6.6. Exercises#

These exercises cover basic ML strategies, including regression, interpolation, hyperparameter tuning, and dimensionality reduction.

NOTE: These exercises cover only a small sample of ML techniques. All ML will be implemented in the scikit-learn Python package here. Documentation can be found at https://scikit-learn.org/stable/.

6.6.1. Exercise 1#

Attached to this exercise is an IR spectrum for ethanol. Use the pandas package to import the Excel (CSV) file as a Python dataframe.

# code here

Fit the data using a radial basis function kernel regression. This is a non-parametric model that performs intepolation. Set the Gaussian width (sigma) to 100 and train the model on all data points. Report the mean absolute error (MAE) of the model and plot the data with the fitted model on the same plot. Be sure to color data points used for model training differently than those that were only part of the test set.

# code here

Repeat the above task but only train the model on every third data point. What happens to the fit and to the MAE?

# code here

Lastly, repeat the fitting with a Gaussian width (sigma) of 1. Explain what you observe.

# code here

6.6.2. Exercise 2#

This exercise is a continuation of the previous and uses the same dataset.

First, use kernel ridge regression (KRR) to fit the IR data. KRR is simply kernel regression from Exercise 1 with an added L2 regularization term to control smoothness. How does this model compare to your model in Exercise 1? Test your model with a regularization strength (alpha) of 0.1 and 10. What happens as alpha goes to infinity? Why?

# code here

Next, try using L1 regularization (LASSO) in place of L2. Note that, unlike L2, L1 regularization will remove unnecessary features entirely. For this exercise, use sklearn’s GridSearchCV tool with 5-fold cross validation to automatically perform hyperparameter tuning. Test regularization strengths in the range alpha = [0.0001, 0.001, 0.01, 0.1, 1.0, 10]. Comment on what happends as alpha increases. Plot the best model with the original data.

# code here

6.6.3. Exercise 3#

This exercise will explore Principal Component Analysis as an unsupervised tool for dimensionality reduction. Begin by importing the diabetes toy dataset from the sklearn package.

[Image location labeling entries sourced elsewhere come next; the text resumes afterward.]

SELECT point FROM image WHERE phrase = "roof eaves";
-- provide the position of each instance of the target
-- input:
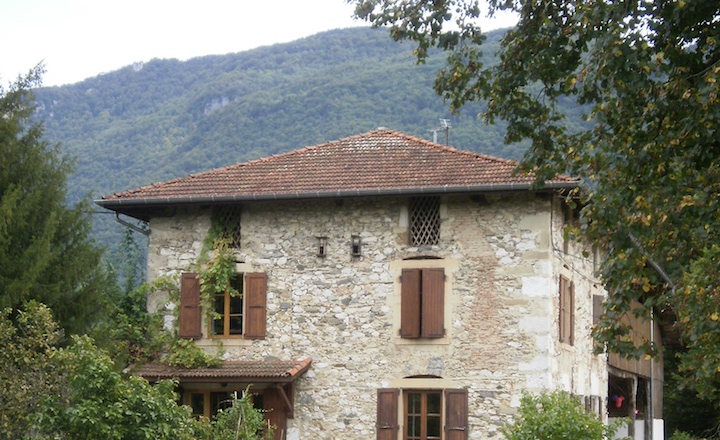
(149, 201)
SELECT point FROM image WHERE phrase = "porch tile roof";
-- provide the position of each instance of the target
(263, 370)
(377, 162)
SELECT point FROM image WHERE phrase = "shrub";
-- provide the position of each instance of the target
(556, 416)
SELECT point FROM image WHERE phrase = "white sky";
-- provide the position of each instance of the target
(78, 39)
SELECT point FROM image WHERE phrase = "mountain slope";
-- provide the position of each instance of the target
(166, 118)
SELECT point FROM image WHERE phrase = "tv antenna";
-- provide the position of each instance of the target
(444, 125)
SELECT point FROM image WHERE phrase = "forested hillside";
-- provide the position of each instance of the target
(166, 118)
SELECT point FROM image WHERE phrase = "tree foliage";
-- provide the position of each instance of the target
(648, 75)
(76, 391)
(45, 250)
(556, 416)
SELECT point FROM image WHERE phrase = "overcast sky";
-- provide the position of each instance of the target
(78, 39)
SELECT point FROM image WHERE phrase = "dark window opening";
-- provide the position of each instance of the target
(228, 319)
(424, 221)
(567, 311)
(227, 219)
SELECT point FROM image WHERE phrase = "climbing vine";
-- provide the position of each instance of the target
(216, 277)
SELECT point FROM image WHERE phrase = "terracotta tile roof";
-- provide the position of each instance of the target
(256, 371)
(378, 162)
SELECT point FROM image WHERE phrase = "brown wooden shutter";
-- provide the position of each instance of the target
(410, 303)
(190, 317)
(433, 303)
(255, 298)
(387, 407)
(456, 426)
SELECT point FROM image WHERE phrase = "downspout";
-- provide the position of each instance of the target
(145, 232)
(659, 270)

This dataset predicts a patient’s susceptibility to diabetes based on ten input features. Once imported, use feature scaling to normalize the features (stanadrd scaler).

https://scikit-learn.org/stable/modules/generated/sklearn.datasets.load_diabetes.html#sklearn.datasets.load_diabetes
https://scikit-learn.org/stable/modules/generated/sklearn.preprocessing.StandardScaler.html

# code here

Principal Component Analysis (PCA) works by orthogonalizing all features and by identifying features with the greatest amount of variance. Apply PCA to the diabetes feature set. Keep all 10 principal component features and plot their covariance matrix. What do you notice and why?

# code here

Use PCA to identify the minimum number of features needed to capture 90% of the data’s variance.

# code here

Utilize the function below and modify the code to create a loadings plot with the first two principal components. Identify which features from the original dataset may be unnecessary. This can be done because features with the same weights in principal component analysis behave identically and are therefore redundant.
HINT: Use the pca.components_ routine.

## Custom - made plotting to plot loadings 
def myplot(score,coeff,labels=None):
    xs = score[:,0]
    ys = score[:,1]
    n = coeff.shape[0]
    scalex = 1.0/(xs.max() - xs.min())
    scaley = 1.0/(ys.max() - ys.min())
    #plt.scatter(xs * scalex,ys * scaley, c = Y1)
    for i in range(n):
        plt.arrow(0, 0, coeff[i,0], coeff[i,1],color = 'r',alpha = 0.5)
        if labels is None:
            plt.text(coeff[i,0]* 1.15, coeff[i,1] * 1.15, "Var"+str(i+1), color = 'g', ha = 'center', va = 'center')
        else:
            plt.text(coeff[i,0]* 1.15, coeff[i,1] * 1.15, labels[i], color = 'g', ha = 'center', va = 'center')
plt.xlim(-1,1)
plt.ylim(-1,1)
plt.xlabel("PC{}".format(1))
plt.ylabel("PC{}".format(2))
plt.grid()
#Call the function. Use only the 2 PCs.